Out of the blackened wood he rode
into a dark grey dawn,
and thunder chased him with the wolves
over the barren lawn.
Up to the manor walls he flew,
as lightning licked his heels;
pursued by howls and thunderclaps
and the clash of distant steel.
With a splinter and crash the doors fell in,
kicked by his stallion's hooves,
and on he rode up the marble stairs,
without a look to the wolves.
The name he yelled from room to room
was drowned in the thunder’s cry,
and the savage howls of the wolves below
returned as his sole reply.
Out the window and growing near
fire raced down the road;
torches bright in the clouded light,
like gold from a demon's lode.
He leapt from his horse
to find her door, black as the night is dark.
He broke the lock with a pistol shot,
and hounds began to bark.
His sword was out, his blade was bright
with a light that filled the gloom;
His shoulder struck the blackened door;
her cry answered back from the room.
The door stood fast 'gainst all his blows,
held tight by a sorcerous spell,
and all his rage burned futilely bright
like an angel chained in Hell.
In the halls below arose the cries
of wolves and dogs and men,
of teeth and claws and musket blasts,
of death and battle's din.
Up the stairs the clatter came;
the clamor roared down the hall.
He turned away from the cries behind
as the blades began to fall.
His body lay outside the door;
The spell that held it fled.
She stepped in the glow of the morning light—
"You're rescued , lass," they said.
©2008 by Howard Shirley. All rights reserved.
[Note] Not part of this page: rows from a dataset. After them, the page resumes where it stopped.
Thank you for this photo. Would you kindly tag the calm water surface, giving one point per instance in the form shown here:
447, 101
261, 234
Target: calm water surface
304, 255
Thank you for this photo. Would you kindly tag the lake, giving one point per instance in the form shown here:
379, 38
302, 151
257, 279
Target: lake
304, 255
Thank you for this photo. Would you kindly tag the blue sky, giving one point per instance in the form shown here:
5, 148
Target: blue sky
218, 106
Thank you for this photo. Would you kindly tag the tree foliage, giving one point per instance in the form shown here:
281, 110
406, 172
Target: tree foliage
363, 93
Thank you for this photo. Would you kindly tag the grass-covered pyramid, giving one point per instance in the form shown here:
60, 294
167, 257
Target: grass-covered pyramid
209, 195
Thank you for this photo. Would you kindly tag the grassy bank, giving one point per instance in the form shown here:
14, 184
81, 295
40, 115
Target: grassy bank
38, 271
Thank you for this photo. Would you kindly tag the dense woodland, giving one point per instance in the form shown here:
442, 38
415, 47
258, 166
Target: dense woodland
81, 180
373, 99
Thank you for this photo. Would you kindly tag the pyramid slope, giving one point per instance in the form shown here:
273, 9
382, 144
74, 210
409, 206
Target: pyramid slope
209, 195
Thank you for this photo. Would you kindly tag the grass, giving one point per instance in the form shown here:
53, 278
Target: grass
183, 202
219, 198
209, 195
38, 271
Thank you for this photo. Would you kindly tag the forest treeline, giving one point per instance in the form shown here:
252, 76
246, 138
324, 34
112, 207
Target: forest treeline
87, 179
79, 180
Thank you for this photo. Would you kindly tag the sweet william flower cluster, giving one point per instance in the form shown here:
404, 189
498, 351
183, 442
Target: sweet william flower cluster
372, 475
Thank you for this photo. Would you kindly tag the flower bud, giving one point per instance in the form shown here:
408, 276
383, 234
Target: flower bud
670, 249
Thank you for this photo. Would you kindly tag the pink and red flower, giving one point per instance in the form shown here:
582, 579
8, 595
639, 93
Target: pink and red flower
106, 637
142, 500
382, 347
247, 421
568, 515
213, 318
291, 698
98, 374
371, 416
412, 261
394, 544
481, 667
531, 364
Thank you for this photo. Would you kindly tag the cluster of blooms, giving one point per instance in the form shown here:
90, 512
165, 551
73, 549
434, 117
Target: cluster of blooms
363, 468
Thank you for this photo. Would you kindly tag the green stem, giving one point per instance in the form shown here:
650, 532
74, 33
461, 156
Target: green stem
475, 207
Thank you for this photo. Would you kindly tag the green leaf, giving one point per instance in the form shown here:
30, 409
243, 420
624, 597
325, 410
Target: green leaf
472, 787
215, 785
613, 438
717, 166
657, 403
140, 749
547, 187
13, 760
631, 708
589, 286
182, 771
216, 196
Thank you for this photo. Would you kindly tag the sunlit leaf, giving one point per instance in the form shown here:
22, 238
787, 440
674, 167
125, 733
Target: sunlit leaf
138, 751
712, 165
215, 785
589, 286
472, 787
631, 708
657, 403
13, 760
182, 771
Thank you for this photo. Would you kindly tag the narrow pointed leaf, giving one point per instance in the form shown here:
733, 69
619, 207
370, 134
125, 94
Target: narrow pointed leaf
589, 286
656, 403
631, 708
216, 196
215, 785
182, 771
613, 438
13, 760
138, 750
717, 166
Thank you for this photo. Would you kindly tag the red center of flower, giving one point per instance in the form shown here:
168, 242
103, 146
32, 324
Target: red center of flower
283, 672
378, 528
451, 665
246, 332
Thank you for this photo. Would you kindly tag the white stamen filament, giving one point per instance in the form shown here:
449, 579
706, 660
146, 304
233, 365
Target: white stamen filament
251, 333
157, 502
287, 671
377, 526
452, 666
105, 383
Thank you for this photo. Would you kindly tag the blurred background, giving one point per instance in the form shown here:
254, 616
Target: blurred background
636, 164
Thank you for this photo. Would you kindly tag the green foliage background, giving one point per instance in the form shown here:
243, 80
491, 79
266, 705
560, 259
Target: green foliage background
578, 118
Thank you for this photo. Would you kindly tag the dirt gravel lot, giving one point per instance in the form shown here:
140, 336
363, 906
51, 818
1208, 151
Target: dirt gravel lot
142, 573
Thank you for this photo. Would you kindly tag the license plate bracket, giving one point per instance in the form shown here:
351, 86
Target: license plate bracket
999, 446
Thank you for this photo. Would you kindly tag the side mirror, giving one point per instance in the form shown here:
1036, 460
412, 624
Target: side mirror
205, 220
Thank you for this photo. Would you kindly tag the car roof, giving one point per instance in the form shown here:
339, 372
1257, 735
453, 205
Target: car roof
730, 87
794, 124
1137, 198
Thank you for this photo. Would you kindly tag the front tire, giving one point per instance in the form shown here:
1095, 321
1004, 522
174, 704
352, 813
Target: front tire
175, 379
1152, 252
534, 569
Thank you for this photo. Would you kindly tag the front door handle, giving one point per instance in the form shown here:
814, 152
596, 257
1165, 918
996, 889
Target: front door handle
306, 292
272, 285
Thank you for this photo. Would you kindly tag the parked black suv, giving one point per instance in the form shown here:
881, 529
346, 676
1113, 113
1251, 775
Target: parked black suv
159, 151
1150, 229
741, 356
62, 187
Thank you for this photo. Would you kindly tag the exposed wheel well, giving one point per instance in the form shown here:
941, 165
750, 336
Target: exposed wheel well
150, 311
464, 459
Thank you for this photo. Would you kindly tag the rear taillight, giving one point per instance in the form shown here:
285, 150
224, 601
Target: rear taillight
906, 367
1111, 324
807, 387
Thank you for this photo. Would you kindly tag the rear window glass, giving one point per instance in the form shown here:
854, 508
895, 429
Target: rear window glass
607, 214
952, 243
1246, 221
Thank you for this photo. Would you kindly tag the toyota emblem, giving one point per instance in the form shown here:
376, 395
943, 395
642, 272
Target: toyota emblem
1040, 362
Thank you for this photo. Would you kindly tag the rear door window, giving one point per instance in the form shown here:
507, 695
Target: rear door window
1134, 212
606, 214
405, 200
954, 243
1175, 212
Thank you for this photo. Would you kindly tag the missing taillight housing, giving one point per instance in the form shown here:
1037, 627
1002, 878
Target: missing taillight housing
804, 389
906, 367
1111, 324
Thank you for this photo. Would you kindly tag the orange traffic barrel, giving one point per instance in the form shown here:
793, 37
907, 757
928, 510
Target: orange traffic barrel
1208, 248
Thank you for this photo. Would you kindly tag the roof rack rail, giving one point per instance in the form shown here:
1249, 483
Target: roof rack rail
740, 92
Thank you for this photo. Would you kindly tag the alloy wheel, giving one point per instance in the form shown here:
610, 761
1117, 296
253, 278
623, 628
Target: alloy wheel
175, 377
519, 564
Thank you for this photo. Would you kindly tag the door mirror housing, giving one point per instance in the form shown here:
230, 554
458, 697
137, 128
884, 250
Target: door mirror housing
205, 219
In case you're wondering, it's National Poetry Month. In honor of this, I thought I might offer a little something original for your enjoyment, hence the above, which has been languishing on my hard drive in various forms for several years. My goal in writing this was to capture the adventure poems I loved as a boy, which unfortunately I see very little of today. I also wanted to create a story poem that the reader could "fill in" as it were. Who is rescuing whom— and from what? Is the ending fortunate or tragic? You tell me what you see!